このような、知識中心の教育が経済成長に著しく貢献し、東北アジアの経済発展に寄与した事は否定できず、その点では国家の教科書への介入は成功したと言って良い。

一方、恒常性の高い普遍性や理念教育に力点を置く欧米では、教科書を毎年改定する必要もないため、費用効率の高い無料貸与制を採用し、数年間(米国の場合は5~9年)にわたり同じ教科書を使用している。

その為もあり、欧米では知識量では東北アジアの子供に劣っても、物事を良く考える子供が育つ傾向にある。

この点について、サルトルはこんな主旨の事を書いている。

「伝統、国家、人種、本能といった非理性的な事をあまり強調する事には弊害があり、『理性への情熱』を高める教育をすべきである。何故なら、理性が存在するならばフランス的真実とか、ドイツ的真実がある訳はなく、すべての人間が同意できる普遍的真理を発見す るのが、最もよい人間だと言う事を理解するからだ」。

教科書の検定だけでなく、各学校で使用する教科書の採択権限のあり方でも、日本は欧米と対極の関係にある。

多様な価値観を重んずる欧米では、教科書の選択は殆ど学校又は教師に任せており、教科書の選択に口を出している国は見当たらない。

一方、国民を国家の資源と考える我が国では、文科省が「カリキュラム」「検定基準」「検定」「教科書採択」等全てを指導監督する事が「資源の品質管理」に欠かせないと言う立場を崩さない。

教育のあり方について日本とこれだけ考えの違う欧米諸国は、八重山教科書問題の様に、検定に合格した教科書の中から誰が採択するかと言う「教育」とは無関係の問題で揉めるなどは、到底理解できない。

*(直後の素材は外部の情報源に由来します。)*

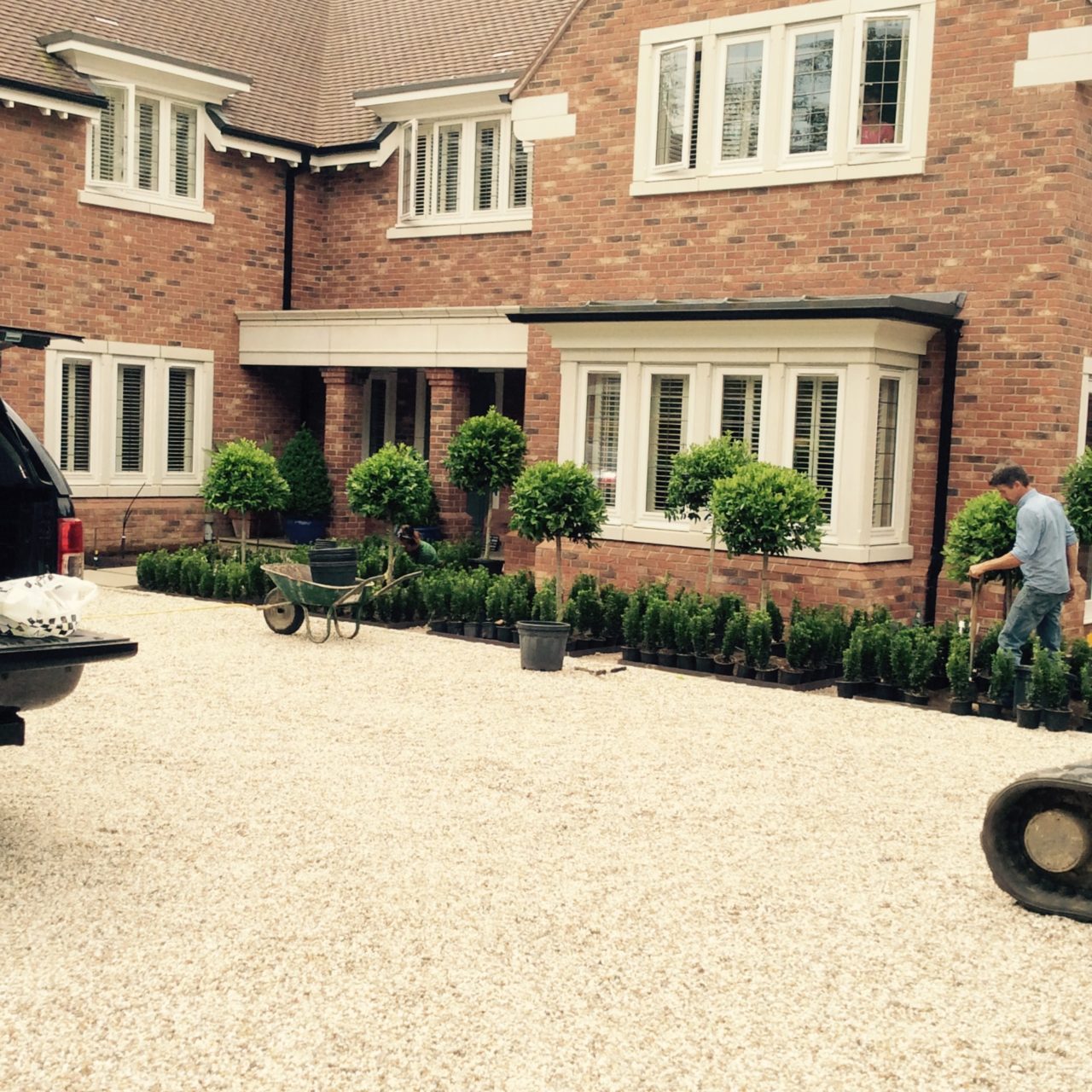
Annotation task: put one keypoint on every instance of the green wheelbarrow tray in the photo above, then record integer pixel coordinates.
(295, 597)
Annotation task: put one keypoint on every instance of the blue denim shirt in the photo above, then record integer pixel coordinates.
(1043, 533)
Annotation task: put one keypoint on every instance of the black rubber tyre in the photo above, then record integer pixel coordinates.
(285, 617)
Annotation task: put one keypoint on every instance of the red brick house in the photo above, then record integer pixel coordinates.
(852, 234)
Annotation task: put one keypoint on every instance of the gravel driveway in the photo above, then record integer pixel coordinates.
(241, 861)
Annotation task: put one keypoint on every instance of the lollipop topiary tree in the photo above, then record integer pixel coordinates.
(244, 478)
(486, 456)
(769, 510)
(690, 485)
(393, 486)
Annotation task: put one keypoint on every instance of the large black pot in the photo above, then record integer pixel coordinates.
(542, 644)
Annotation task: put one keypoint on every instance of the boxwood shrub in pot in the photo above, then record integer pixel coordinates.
(392, 486)
(550, 502)
(486, 456)
(311, 494)
(244, 478)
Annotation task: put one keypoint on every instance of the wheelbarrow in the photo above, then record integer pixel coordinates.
(295, 597)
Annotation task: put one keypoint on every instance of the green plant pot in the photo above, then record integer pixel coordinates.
(542, 644)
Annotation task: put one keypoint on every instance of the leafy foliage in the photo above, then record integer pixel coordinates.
(696, 471)
(984, 529)
(1077, 491)
(304, 468)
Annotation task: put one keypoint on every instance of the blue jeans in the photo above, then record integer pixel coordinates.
(1033, 611)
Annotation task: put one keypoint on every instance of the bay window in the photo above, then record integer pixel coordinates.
(120, 417)
(808, 93)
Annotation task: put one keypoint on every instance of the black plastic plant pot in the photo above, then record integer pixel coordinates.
(542, 644)
(1056, 720)
(1028, 716)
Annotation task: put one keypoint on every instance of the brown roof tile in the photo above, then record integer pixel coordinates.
(306, 61)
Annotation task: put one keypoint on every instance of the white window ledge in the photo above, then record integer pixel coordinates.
(463, 227)
(145, 205)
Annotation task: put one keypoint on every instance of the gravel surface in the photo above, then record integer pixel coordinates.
(241, 861)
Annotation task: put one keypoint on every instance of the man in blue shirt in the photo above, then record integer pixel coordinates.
(1046, 550)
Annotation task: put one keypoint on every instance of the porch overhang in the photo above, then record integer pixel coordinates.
(383, 338)
(937, 309)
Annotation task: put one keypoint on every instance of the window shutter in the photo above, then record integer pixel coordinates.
(667, 429)
(75, 415)
(183, 151)
(486, 165)
(887, 425)
(815, 438)
(108, 143)
(148, 143)
(447, 171)
(180, 421)
(520, 183)
(601, 428)
(741, 410)
(743, 100)
(130, 420)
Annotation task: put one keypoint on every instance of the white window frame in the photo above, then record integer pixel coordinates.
(464, 219)
(102, 479)
(845, 159)
(857, 351)
(127, 194)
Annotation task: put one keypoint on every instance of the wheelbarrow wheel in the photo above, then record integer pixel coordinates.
(282, 616)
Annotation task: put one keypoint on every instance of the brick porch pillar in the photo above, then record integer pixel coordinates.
(449, 406)
(343, 444)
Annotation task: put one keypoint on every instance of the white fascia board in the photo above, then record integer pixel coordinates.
(154, 73)
(430, 102)
(370, 157)
(1060, 55)
(221, 142)
(543, 117)
(62, 107)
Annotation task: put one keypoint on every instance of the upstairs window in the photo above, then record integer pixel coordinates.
(462, 171)
(822, 92)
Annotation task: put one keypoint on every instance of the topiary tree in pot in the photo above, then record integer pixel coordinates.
(311, 495)
(553, 502)
(244, 478)
(769, 510)
(486, 456)
(392, 486)
(694, 474)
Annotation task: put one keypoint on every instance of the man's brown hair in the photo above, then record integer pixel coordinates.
(1007, 473)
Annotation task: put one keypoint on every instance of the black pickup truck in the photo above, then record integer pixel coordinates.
(38, 533)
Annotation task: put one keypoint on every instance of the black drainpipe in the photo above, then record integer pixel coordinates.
(289, 227)
(944, 467)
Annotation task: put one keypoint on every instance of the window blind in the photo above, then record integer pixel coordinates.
(108, 150)
(129, 452)
(815, 433)
(183, 151)
(601, 432)
(741, 410)
(75, 415)
(667, 429)
(486, 164)
(180, 421)
(887, 424)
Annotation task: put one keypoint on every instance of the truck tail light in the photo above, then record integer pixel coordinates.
(70, 547)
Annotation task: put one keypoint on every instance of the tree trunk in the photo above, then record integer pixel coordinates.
(390, 557)
(558, 576)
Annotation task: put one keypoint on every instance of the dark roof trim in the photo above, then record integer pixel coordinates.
(405, 89)
(19, 336)
(939, 309)
(229, 130)
(83, 97)
(90, 39)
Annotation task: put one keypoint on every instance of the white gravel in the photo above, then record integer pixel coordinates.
(242, 861)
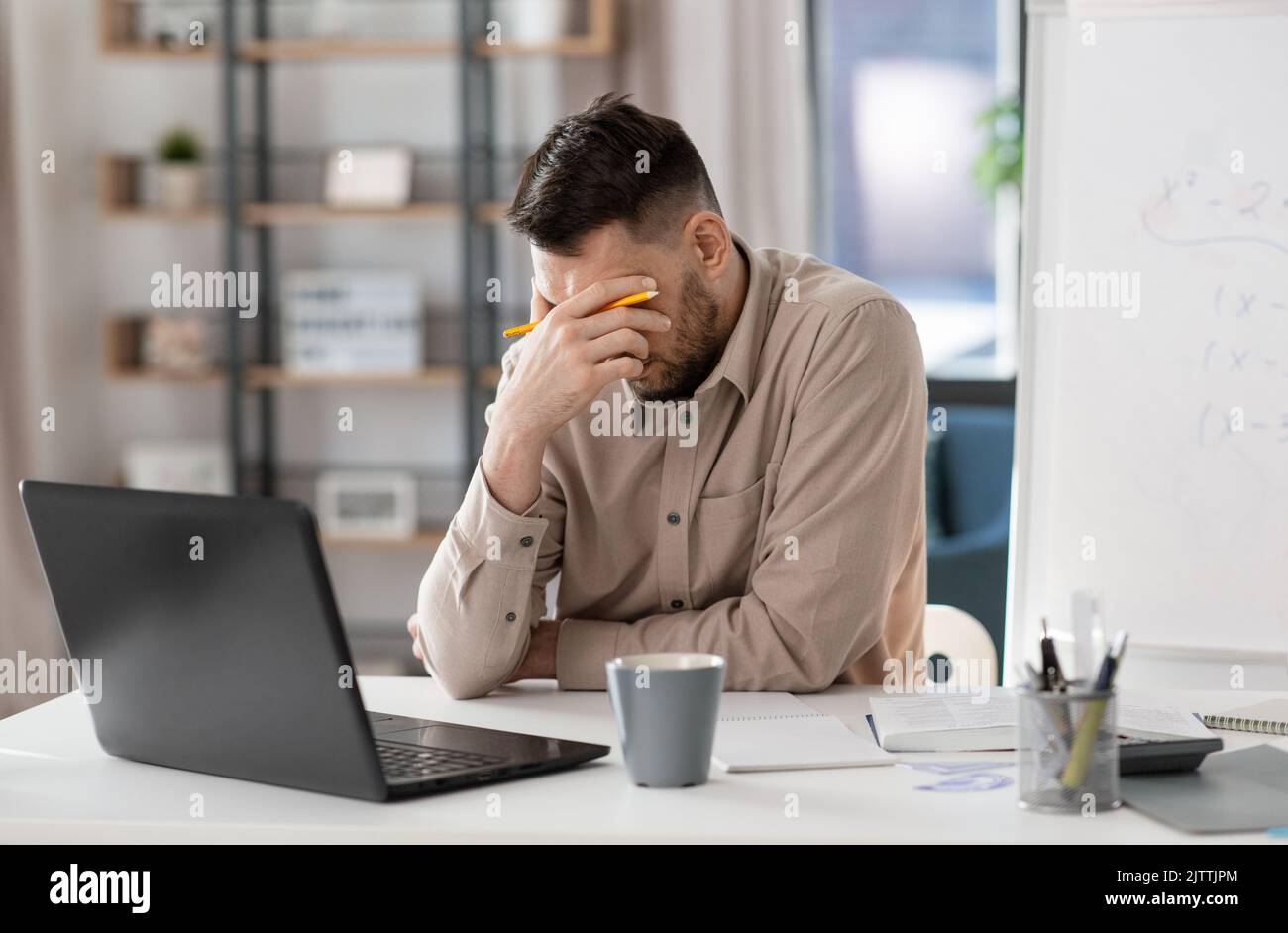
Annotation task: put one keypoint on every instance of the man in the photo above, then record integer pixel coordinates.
(778, 519)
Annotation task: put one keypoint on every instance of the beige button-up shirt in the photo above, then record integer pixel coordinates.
(781, 525)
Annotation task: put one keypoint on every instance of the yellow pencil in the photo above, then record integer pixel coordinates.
(638, 299)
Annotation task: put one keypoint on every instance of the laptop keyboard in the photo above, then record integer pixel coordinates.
(420, 761)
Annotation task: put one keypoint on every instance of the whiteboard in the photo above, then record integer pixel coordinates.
(1151, 442)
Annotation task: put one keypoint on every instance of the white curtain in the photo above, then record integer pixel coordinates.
(735, 73)
(26, 620)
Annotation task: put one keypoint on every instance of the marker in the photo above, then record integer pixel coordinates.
(638, 299)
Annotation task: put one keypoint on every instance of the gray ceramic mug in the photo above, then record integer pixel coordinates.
(666, 706)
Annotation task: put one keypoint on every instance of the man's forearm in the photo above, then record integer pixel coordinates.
(511, 464)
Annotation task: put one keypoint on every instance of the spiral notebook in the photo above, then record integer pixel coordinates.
(778, 732)
(1269, 717)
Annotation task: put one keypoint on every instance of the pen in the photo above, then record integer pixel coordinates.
(1085, 740)
(1051, 662)
(639, 297)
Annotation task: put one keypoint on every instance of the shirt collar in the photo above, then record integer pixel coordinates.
(737, 363)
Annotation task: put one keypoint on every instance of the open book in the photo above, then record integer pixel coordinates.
(961, 722)
(778, 732)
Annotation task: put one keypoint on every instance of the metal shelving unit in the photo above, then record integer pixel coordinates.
(250, 213)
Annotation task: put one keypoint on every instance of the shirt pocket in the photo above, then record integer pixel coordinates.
(724, 537)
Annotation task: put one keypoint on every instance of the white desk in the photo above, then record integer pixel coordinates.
(58, 785)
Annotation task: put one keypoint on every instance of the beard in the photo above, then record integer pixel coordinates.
(695, 351)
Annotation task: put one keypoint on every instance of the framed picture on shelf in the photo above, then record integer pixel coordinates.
(360, 503)
(178, 466)
(352, 322)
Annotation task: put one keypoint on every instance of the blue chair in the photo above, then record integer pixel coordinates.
(969, 488)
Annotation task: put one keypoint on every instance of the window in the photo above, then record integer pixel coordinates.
(903, 86)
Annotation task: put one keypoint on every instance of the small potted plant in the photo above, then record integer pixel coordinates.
(180, 170)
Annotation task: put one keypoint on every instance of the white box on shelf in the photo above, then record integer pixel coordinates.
(369, 176)
(366, 503)
(352, 322)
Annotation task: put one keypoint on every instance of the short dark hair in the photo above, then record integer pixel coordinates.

安倍総理の「知識偏重教育」の是正方針には賛成だが、その目的が、日本の教育観を東北アジア的な地方性の強いものから、普遍性を重視する近代教育観に転換する事でなければ何の意味もない。

これが「グローバル人材」の出発点であろう。

だとすれば、何を、何の為に、誰が教えるか?と言う根本問題を考える事が先である。言い換えると、何を教えるか? と言うもっとも大切な事を文科省が決めて良いのか? と言う問題について国民的合意を得る努力が必要となる。

出来の悪い私は、他人以上に多くの試験を受けて来たが、その中で最も印象に残った試験が、今から半世紀以上も前に受けた、あるアメリカの有名大学の全額給費留学生試験の筆記試験であった。

日本に未着の某雑誌の最新号に載った、ウォルター・リップマンの小論文を読み上げた駐日米国大使館のスタッフから「(1)筆者の言葉をなるべく忠実に使って、論文の要約をせよ。(2)自分の言葉と知識を駆使して、リップマン論文に評論を加えよ」と言う二問の試験問題を出され、「このようなテストで訓練されているアメリカの学生にはとても敵わない」と言う想いが脳裏を走った事を今でも覚えている。

一夜漬けは勿論、試験の為の勉強も役に立たず、常に物事を整理、分析し、理性的な結論を導き出す訓練が物を言うこのような試験問題に「説得力のある」回答を出せる人材こそ、「グローバル」に通用する人材だとすれば、「国や仕事に役に立つ事を覚えよう。その結果を試験で測ろう」と言う日本の教育の方向を変えない限り、いくら「TOEFLの導入」などの手段の工夫をしても、日本の「グローバル人材」養成の道は険しい。

ところが日本では最近、「道徳」まで「国の検定教科書」で教えようとする動きがあると言う。

「道徳」は知識でもなければ、試験で測れるものでもない。

「心」に浸透してはじめて生きる「道徳」は、「たしなみ」や「教養」に近いもので、どこの国でも宗教の教えや家庭の「しつけ」を中心に、永い時間を掛けて養っている。

日本はもともと宗教心の薄い事に加え、家庭の崩壊で「しつけ」が出来ないと言うのなら、 技術と共に「心」を磨く柔道、剣道、唐手道、相撲道、書道、茶道、華道など、数ある日本独特の「道」の中から自分の好みに合った「道」を生徒に選択させ、その「道」を極めさせるほうが、文科省の役人が考える「道徳カリキュラム」より遙かに優れている。

「道徳教育」まで「検定教科書」に頼る「検定教科書依存症」は余りにも「異常」で、これでは「グローバル」人材の養成は無理である。